Derweil erklärte der Fraktionsvorsitzende der Europäischen Volkspartei (EVP) im Europaparlament, Manfred Weber, dass es unter anderem beim Thema Landwirtschaft noch Gesprächsbedarf gebe. Insgesamt stellte der Europaabgeordnete allerdings klar, dass die Kommissionspläne seine Unterstützung fänden.

Auch die Vorsitzende der Fraktion der Progressiven Allianz der Sozialdemokraten (S&D), die Spanierin Iratxe García, lobte die Kommissionspläne. Nun sei es an der Zeit, in mehr sozialen Zusammenhalt und auch in die wirtschaftliche, soziale und ökologische Nachhaltigkeit zu investieren.

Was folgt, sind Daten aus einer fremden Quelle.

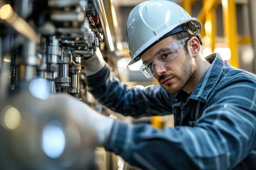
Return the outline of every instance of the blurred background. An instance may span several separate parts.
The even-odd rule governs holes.
[[[218,52],[233,66],[256,73],[256,1],[170,1],[201,22],[204,56]],[[141,63],[128,66],[127,19],[143,1],[0,0],[1,169],[138,169],[95,147],[92,135],[81,136],[90,135],[90,127],[83,132],[63,114],[69,109],[66,104],[45,99],[67,94],[114,119],[160,129],[173,126],[171,116],[122,116],[88,91],[82,63],[97,49],[130,86],[157,83],[141,73]]]

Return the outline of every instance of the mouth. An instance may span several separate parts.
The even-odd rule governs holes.
[[[170,83],[173,79],[174,78],[174,77],[169,77],[166,79],[164,79],[164,80],[161,81],[160,82],[160,84],[166,85]]]

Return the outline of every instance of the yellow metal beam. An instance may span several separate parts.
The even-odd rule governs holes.
[[[235,0],[222,0],[224,33],[231,52],[230,64],[239,68]]]
[[[238,44],[252,44],[252,39],[251,37],[238,37]]]
[[[191,7],[196,2],[196,0],[183,0],[181,2],[181,6],[191,15]]]
[[[204,3],[203,8],[196,17],[197,19],[202,23],[204,23],[206,13],[212,10],[215,10],[221,2],[221,0],[208,0],[206,3]]]
[[[205,0],[205,1],[206,1]],[[210,47],[212,53],[215,49],[216,44],[216,15],[214,10],[211,10],[206,13],[206,20],[204,24],[205,35],[211,40]]]

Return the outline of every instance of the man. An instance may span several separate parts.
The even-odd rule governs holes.
[[[256,77],[219,54],[203,57],[201,28],[168,1],[133,9],[129,64],[141,60],[142,73],[159,83],[142,90],[114,77],[99,51],[85,61],[90,91],[103,104],[134,117],[174,116],[175,128],[158,130],[97,115],[104,121],[93,126],[107,150],[143,170],[256,169]]]

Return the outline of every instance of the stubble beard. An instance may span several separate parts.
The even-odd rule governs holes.
[[[190,84],[193,82],[195,77],[196,71],[195,69],[195,66],[193,65],[192,62],[191,62],[190,56],[186,55],[186,62],[184,62],[181,67],[180,74],[180,75],[177,76],[174,75],[173,73],[168,75],[162,75],[159,77],[159,80],[164,79],[166,77],[175,76],[175,77],[180,80],[180,83],[177,84],[172,84],[171,83],[168,83],[166,84],[167,87],[163,86],[160,84],[161,86],[164,88],[169,94],[173,95],[176,93],[182,90],[187,88]]]

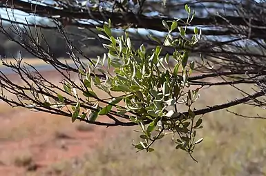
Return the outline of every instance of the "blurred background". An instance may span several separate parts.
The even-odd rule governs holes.
[[[184,1],[166,1],[166,6],[162,6],[162,1],[148,1],[144,12],[150,16],[187,17],[184,6],[177,6]],[[234,7],[227,1],[222,1],[222,3],[216,1],[203,1],[190,6],[197,9],[196,17],[216,12],[235,15]],[[255,4],[258,1],[238,1],[251,7],[252,2]],[[264,6],[264,2],[260,4]],[[3,18],[6,12],[2,10],[0,14]],[[22,14],[17,15],[22,20],[24,18]],[[44,21],[40,20],[39,23]],[[49,21],[45,23],[49,24]],[[10,23],[3,23],[3,28],[11,37],[19,39]],[[43,34],[50,46],[49,52],[55,57],[69,59],[68,48],[58,31],[35,27],[30,27],[30,30]],[[97,37],[95,29],[66,26],[66,30],[73,44],[87,57],[96,58],[106,52],[102,46],[104,41]],[[114,32],[117,36],[122,34],[119,30]],[[154,31],[153,34],[162,36]],[[131,37],[135,39],[135,46],[142,43],[150,48],[154,46],[146,41],[145,35],[143,31],[131,30]],[[27,36],[21,37],[27,40]],[[222,40],[227,37],[213,39]],[[40,45],[47,46],[41,39]],[[256,46],[249,47],[259,52]],[[171,50],[167,48],[164,52]],[[11,61],[23,57],[33,66],[41,67],[45,64],[38,62],[32,55],[3,33],[0,33],[0,55]],[[0,70],[3,69],[1,66]],[[61,79],[52,70],[44,69],[42,72],[53,81],[59,82]],[[7,75],[14,82],[19,81],[16,75]],[[252,88],[245,85],[239,87],[247,92]],[[240,95],[229,86],[203,89],[200,94],[197,102],[199,108]],[[245,105],[229,110],[247,115],[266,115],[264,109]],[[238,117],[225,110],[204,116],[203,128],[198,135],[204,140],[193,154],[198,163],[184,152],[175,150],[171,136],[155,144],[155,152],[136,153],[131,144],[137,139],[139,134],[133,131],[137,127],[106,128],[79,121],[72,124],[70,119],[64,117],[12,108],[3,102],[0,120],[0,175],[266,175],[265,120]]]

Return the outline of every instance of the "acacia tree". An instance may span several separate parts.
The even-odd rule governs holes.
[[[186,3],[197,12],[204,8],[211,8],[203,4],[205,1],[210,1]],[[196,130],[202,128],[203,115],[240,104],[260,107],[265,105],[263,100],[258,99],[265,95],[266,72],[263,65],[265,15],[261,2],[216,1],[234,12],[234,16],[220,12],[203,17],[197,17],[195,11],[184,3],[163,1],[162,5],[159,4],[170,10],[179,7],[174,9],[175,11],[184,9],[187,17],[179,19],[171,17],[167,14],[169,10],[160,8],[158,2],[144,0],[97,1],[90,4],[88,1],[57,0],[53,4],[32,4],[32,1],[19,0],[1,2],[1,6],[6,9],[23,10],[50,20],[49,23],[27,20],[23,23],[12,21],[8,16],[2,18],[2,21],[12,23],[13,32],[18,38],[10,36],[3,26],[0,31],[49,63],[64,78],[61,84],[54,84],[34,66],[23,66],[22,59],[16,64],[3,60],[4,66],[15,70],[23,81],[23,85],[14,84],[1,72],[0,99],[12,106],[69,117],[73,122],[77,119],[98,126],[138,125],[141,139],[133,144],[138,150],[153,151],[151,146],[156,140],[165,135],[174,135],[176,148],[191,156],[196,145],[202,141],[202,138],[196,137]],[[107,3],[111,5],[111,8],[106,8]],[[197,3],[202,5],[200,9]],[[147,16],[151,6],[169,17]],[[84,22],[85,19],[93,19],[97,23]],[[70,39],[73,34],[65,30],[69,25],[95,32],[101,39],[106,53],[97,59],[84,55]],[[74,64],[56,59],[49,52],[49,45],[41,30],[33,32],[30,26],[57,30],[66,41]],[[130,35],[129,29],[140,28],[162,31],[165,35],[157,37],[151,35],[144,38]],[[115,37],[112,29],[118,28],[124,33]],[[213,39],[213,36],[227,37],[225,41],[221,38]],[[46,48],[40,44],[41,40],[46,43]],[[137,40],[149,43],[152,50],[148,51],[144,44],[133,46]],[[168,48],[171,50],[164,53]],[[189,59],[191,55],[198,55],[202,59],[191,61]],[[81,59],[82,57],[86,61]],[[200,74],[192,75],[195,71]],[[78,81],[73,79],[73,75]],[[205,80],[209,78],[212,81]],[[200,88],[225,85],[237,88],[236,85],[239,84],[254,84],[259,88],[251,95],[238,89],[245,95],[225,104],[201,109],[193,106]],[[16,99],[8,97],[7,92],[15,95]],[[106,97],[102,98],[102,93]],[[180,110],[180,106],[184,107],[184,111]],[[102,115],[113,121],[101,121]]]

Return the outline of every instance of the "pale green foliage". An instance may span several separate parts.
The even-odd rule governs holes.
[[[194,13],[189,7],[185,9],[189,14],[188,24],[191,21]],[[184,48],[192,47],[199,39],[198,30],[194,29],[195,35],[191,39],[186,36],[187,26],[178,26],[180,19],[174,21],[162,21],[162,25],[169,30],[164,41],[164,46]],[[151,54],[146,52],[144,45],[140,48],[133,48],[131,39],[125,35],[116,39],[112,36],[111,21],[103,28],[97,28],[105,35],[99,37],[109,41],[103,44],[108,52],[103,58],[98,57],[93,63],[88,64],[88,71],[80,73],[86,77],[83,84],[88,91],[84,92],[88,97],[88,102],[80,102],[75,88],[66,84],[64,90],[73,95],[77,104],[72,106],[73,110],[72,121],[77,117],[88,117],[91,121],[96,121],[99,115],[119,115],[136,123],[140,127],[141,141],[133,144],[137,150],[153,151],[152,144],[166,135],[172,135],[172,139],[176,143],[176,149],[180,148],[191,155],[195,146],[202,141],[196,139],[196,130],[202,128],[202,119],[197,118],[191,108],[198,99],[198,89],[191,89],[188,79],[194,69],[194,62],[188,63],[189,52],[186,49],[175,50],[171,59],[175,63],[173,68],[169,63],[169,55],[160,57],[161,46],[157,46]],[[175,39],[172,35],[178,28],[180,37]],[[156,41],[160,42],[153,37]],[[96,73],[101,72],[106,76],[104,81]],[[91,77],[91,75],[94,75]],[[111,99],[104,107],[100,107],[101,100],[93,91],[92,85],[104,90]],[[113,92],[118,92],[122,96],[115,97]],[[90,97],[96,99],[94,104],[90,102]],[[60,101],[64,97],[58,95]],[[124,102],[124,106],[118,106]],[[91,110],[80,115],[81,104],[91,104]],[[187,115],[178,111],[178,106],[184,104],[187,107]],[[112,110],[116,108],[116,111]]]

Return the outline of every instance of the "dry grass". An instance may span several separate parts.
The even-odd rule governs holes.
[[[237,94],[229,87],[207,89],[202,90],[198,104],[219,103]],[[265,110],[246,106],[231,110],[266,116]],[[57,164],[60,173],[55,175],[265,175],[265,120],[243,119],[220,110],[205,115],[203,125],[198,135],[205,139],[193,155],[199,163],[175,150],[170,136],[155,144],[154,153],[135,153],[131,144],[138,134],[132,128],[124,128],[119,135],[106,139],[102,146],[77,161]]]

Im Großen und Ganzen zufrieden zeigt sich der Vorsitzende des Landwirtschaftsausschusses im Europaparlament, Norbert Lins, über die neuen Vorschläge. Die Erhöhung von 15 Mrd. Euro seien ein „guter Start“. Allerdings habe man von Beginn an die Beibehaltung des aktuellen Agrarbudgets gefordert. Je höher die Anforderungen an die Landwirte in Sachen Klima und Umwelt ansteigen würden, umso mehr müssten sie finanziell ausgeglichen werden, betonte der CDU-Politiker.

Finanzierung eher enttäuschend

Martin Häusling , agrarpolitischer Sprecher der Grünen/EFA, räumte ein, dass mit dem Vorschlag der EU-Kommission kräftig in Europa investiert werde; dies sei zunächst positiv zu bewerten. Allerdings werde immer noch weniger Geld als in der gegenwärtigen Finanzperiode bereitgestellt. Angesichts der angestrebten Ambitionsniveaus von der Farm-to-Fork-Strategie und Biodiversitätsstrategie sei diese Finanzierung daher eher enttäuschend.

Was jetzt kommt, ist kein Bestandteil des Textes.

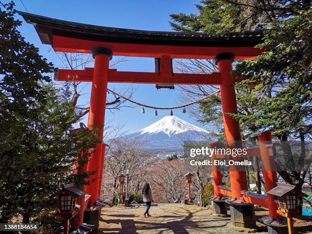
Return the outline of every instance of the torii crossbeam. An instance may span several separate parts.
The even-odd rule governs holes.
[[[254,59],[262,52],[255,47],[262,42],[259,31],[215,37],[202,33],[147,31],[92,25],[18,13],[27,22],[34,25],[42,43],[51,45],[56,51],[92,54],[95,59],[93,69],[60,70],[55,74],[59,81],[73,79],[76,81],[92,82],[90,128],[104,125],[108,82],[219,85],[223,113],[237,113],[236,80],[231,73],[232,63],[235,59]],[[130,72],[109,69],[110,60],[113,55],[160,58],[162,61],[160,71]],[[170,63],[175,58],[214,59],[218,72],[211,74],[173,73]],[[223,114],[223,120],[227,141],[240,141],[238,121],[226,114]],[[102,137],[102,129],[99,134]],[[89,171],[97,171],[91,178],[95,182],[86,189],[86,193],[91,195],[89,212],[95,210],[94,204],[100,194],[102,175],[99,174],[98,167],[104,160],[103,149],[102,144],[97,145],[96,151],[88,163]],[[240,199],[241,192],[247,189],[246,172],[230,171],[230,177],[231,194]],[[83,211],[80,212],[77,226],[82,224]],[[86,216],[89,220],[86,221],[92,224],[92,215]]]

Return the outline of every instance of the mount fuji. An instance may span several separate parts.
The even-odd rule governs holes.
[[[183,150],[183,141],[211,139],[211,133],[175,116],[165,116],[140,131],[121,138],[137,139],[152,151]]]

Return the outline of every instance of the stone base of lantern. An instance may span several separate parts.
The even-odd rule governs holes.
[[[281,220],[278,221],[271,219],[269,216],[266,216],[263,217],[259,221],[267,225],[269,234],[283,234],[288,233],[287,219],[284,218]]]
[[[95,226],[90,233],[97,233],[98,230],[99,219],[101,215],[101,206],[94,206],[87,209],[84,213],[84,223]]]
[[[227,216],[228,204],[223,200],[212,201],[214,213],[218,215]]]
[[[253,204],[228,202],[232,225],[235,227],[254,228],[256,226]]]

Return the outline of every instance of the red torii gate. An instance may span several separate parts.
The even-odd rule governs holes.
[[[88,127],[91,129],[104,125],[108,82],[219,85],[223,113],[236,113],[234,84],[237,81],[230,73],[232,63],[234,59],[254,59],[261,53],[260,49],[254,47],[262,41],[261,32],[257,31],[212,37],[201,33],[99,27],[18,13],[27,22],[34,25],[42,43],[51,45],[56,51],[92,53],[95,59],[94,68],[60,70],[55,74],[56,80],[61,81],[72,81],[73,77],[75,81],[92,82],[88,120]],[[161,58],[160,72],[120,72],[110,69],[109,61],[113,55]],[[171,60],[175,58],[215,59],[218,72],[211,74],[173,73]],[[227,141],[240,141],[239,122],[225,114],[223,114],[223,120]],[[100,136],[102,137],[102,128]],[[104,147],[101,143],[96,146],[96,151],[90,157],[88,165],[89,171],[97,171],[91,178],[95,179],[95,181],[86,188],[86,193],[91,195],[90,211],[95,207],[100,194],[102,175],[99,174],[99,165],[103,162]],[[247,189],[246,172],[230,171],[230,177],[231,194],[239,199],[241,192]],[[82,224],[83,211],[80,214],[77,226]],[[90,221],[92,215],[88,216]]]

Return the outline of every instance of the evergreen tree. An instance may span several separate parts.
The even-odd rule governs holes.
[[[280,140],[310,139],[310,2],[206,0],[196,6],[197,14],[171,15],[173,28],[212,36],[262,30],[264,42],[258,46],[264,52],[256,60],[233,64],[238,77],[249,78],[237,83],[238,114],[232,115],[240,121],[243,138],[273,126]],[[219,98],[202,102],[201,121],[222,124],[220,103]],[[309,164],[301,172],[279,173],[287,183],[300,187]]]
[[[100,140],[87,129],[70,134],[81,113],[69,86],[53,86],[53,65],[25,41],[14,6],[0,2],[0,222],[21,215],[23,223],[51,226],[54,218],[43,219],[56,207],[49,196],[87,183],[92,172],[75,176],[74,164],[86,163],[89,154],[81,152]]]

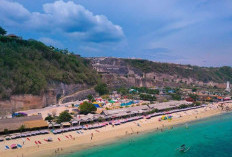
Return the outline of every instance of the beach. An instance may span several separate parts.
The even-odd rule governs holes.
[[[224,104],[232,107],[232,103]],[[47,134],[30,137],[30,141],[24,139],[15,139],[0,142],[1,157],[48,157],[58,154],[67,154],[77,150],[83,150],[96,145],[111,143],[123,137],[136,136],[146,132],[164,131],[172,129],[176,125],[185,124],[191,121],[208,118],[224,113],[218,104],[208,105],[207,107],[192,109],[184,112],[173,113],[172,120],[159,121],[161,116],[151,119],[141,119],[128,122],[118,126],[108,125],[99,129],[83,130],[83,134],[76,131],[67,132],[59,135]],[[46,142],[44,139],[51,137],[52,142]],[[58,140],[58,138],[60,140]],[[35,141],[41,141],[41,144],[35,144]],[[5,150],[5,145],[21,144],[23,148],[15,150]]]

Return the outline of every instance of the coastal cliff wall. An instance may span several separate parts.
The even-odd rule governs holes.
[[[178,74],[170,74],[165,72],[165,70],[167,69],[161,69],[161,72],[156,72],[155,70],[153,71],[153,69],[151,69],[150,72],[144,72],[141,69],[128,64],[125,59],[109,57],[88,59],[90,60],[92,67],[99,74],[101,74],[102,80],[111,87],[177,87],[184,84],[212,87],[216,86],[218,88],[225,88],[225,83],[214,81],[201,81],[191,76],[183,77]],[[178,65],[175,66],[177,67]],[[188,70],[189,67],[181,66],[181,68],[182,70]]]
[[[86,84],[64,84],[58,82],[50,82],[48,89],[41,93],[41,95],[31,95],[31,94],[21,94],[12,95],[8,100],[0,100],[0,116],[11,114],[12,112],[28,110],[28,109],[38,109],[49,105],[54,105],[58,103],[58,100],[67,95],[71,95],[77,91],[82,91],[89,88]],[[92,91],[91,91],[92,92]],[[86,93],[81,93],[80,95],[75,95],[74,98],[82,98]],[[65,99],[64,102],[68,100],[73,100],[74,98],[69,97]]]

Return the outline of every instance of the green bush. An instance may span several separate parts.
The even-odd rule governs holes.
[[[63,111],[60,113],[60,115],[57,117],[57,123],[62,122],[69,122],[72,119],[72,116],[67,111]]]
[[[97,108],[92,103],[89,103],[87,101],[81,104],[79,109],[80,109],[80,113],[82,114],[93,113],[94,111],[97,110]]]

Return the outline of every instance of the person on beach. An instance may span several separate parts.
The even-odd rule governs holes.
[[[93,139],[93,133],[91,133],[91,140]]]

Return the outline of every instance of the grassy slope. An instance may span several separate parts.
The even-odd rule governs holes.
[[[35,40],[0,37],[0,98],[40,94],[49,81],[96,84],[87,60]]]
[[[232,68],[227,66],[220,68],[206,68],[190,65],[158,63],[138,59],[125,59],[125,61],[130,66],[138,68],[143,72],[167,73],[170,75],[176,74],[177,76],[181,76],[184,78],[191,77],[203,82],[232,82]]]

Die EU-Agrarpolitikerin Marlene Mortler gab derweil zu bedenken, dass die Mittel aus dem Wiederaufbaufonds ihrer Ansicht nach nicht einfach in die nationalen Haushalte fließen dürften. Die Vergabe müsse streng an gesamteuropäische Interessen gebunden sein. Gleichzeitig sollte bereits 2026 mit der Rückzahlung der Gelder begonnen werden.

Darüber hinaus brauche man einen Mechanismus, der bei Missbrauch den Stopp von EU-Geldern möglich mache, erklärte die CSU-Abgeordnete. Der Sprecher für Agrarpolitik der Bundestagsfraktion von Bündnis 90/ Die Grünen, Friedrich Ostendorff, pochte derweil darauf, dass die zusätzlichen 15 Mrd. Euro jetzt nicht zum Wiederaufbau und zur Subventionierung überkommener agrarindustrieller Strukturen eingesetzt werden dürften, sondern für eine Neuausrichtung der Landwirtschaft durch klare Umweltmaßnahmen und für den Erhalt der Biodiversität eingesetzt werden müssten.